Rearranging, we get $2g = 9 + 0.2c_1-0.2c_2 = 9+0.2(c_1-c_2) = 9+0.2(3.75) = 9.75$. So $g=9.75/2 = 4.875$. I don't know what we do with this though.

Then, we use the PIR to find the optimal policy ???

$$PIR = \max \left [ q_i^k + \sum_{j=1}^n P_{ij}^k c_j \right ]$$

At state 1, you have $6 + 0.7(3.75) = 8.625$ (so sub in $c_1-c_2$ for $c_1$, maybe $c_2=0$?) for policy 1, and $3+0.2(3.75) = 3.75$ for policy 2. So obviously policy 1 is optimal here.

At state 2, you have $3 + 0.5(3.75) = 4.875$ for policy 1, and $2 + 0.6(3.75)= 4.25$ for policy 2. Again, policy 1 is the optimal policy.

This confirms that policy 1 at both states is optimal over an infinite horizon.

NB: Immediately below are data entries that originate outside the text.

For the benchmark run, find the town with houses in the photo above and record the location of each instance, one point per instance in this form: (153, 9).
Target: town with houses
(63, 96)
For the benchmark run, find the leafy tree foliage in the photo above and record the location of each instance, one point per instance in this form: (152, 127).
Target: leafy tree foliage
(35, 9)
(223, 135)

5Semi-Markov decision processes¶

6Queueing theory¶

See the notes.

7Calculus of variations¶

See the notes.

7.1Example¶

7.1.1Unconstrained¶

Maximise:

$$\int_0^a x^3(y')^2 \, dx \tag{$y(0) = 0$, $y(a) = b$}$$

Recall Euler's equation:

$$F_y = -\frac{d}{dx} F_{y'}$$

$F(x, y, y') = x^3(y')^2$. $F_y = 0$, $F_{y'}$ = $2x^3y'$. Then

$$\frac{d}{dx} F_{y'} = \frac{d}{dx} 2x^3y' = 6x^2y' + 2x^3y'' \tag{product rule}$$

which is equal to 0 because $F_y$ is. So we have the ODE

$$6x^2y' = -2x^3y''$$

We can rearrange this to get

$$xy'' + 3y' = 0$$

This is a linear ODE! Apparently the solution is $y = c_1 + c_2x^{-2}$ but I'm not sure how to derive that. How do I ODE?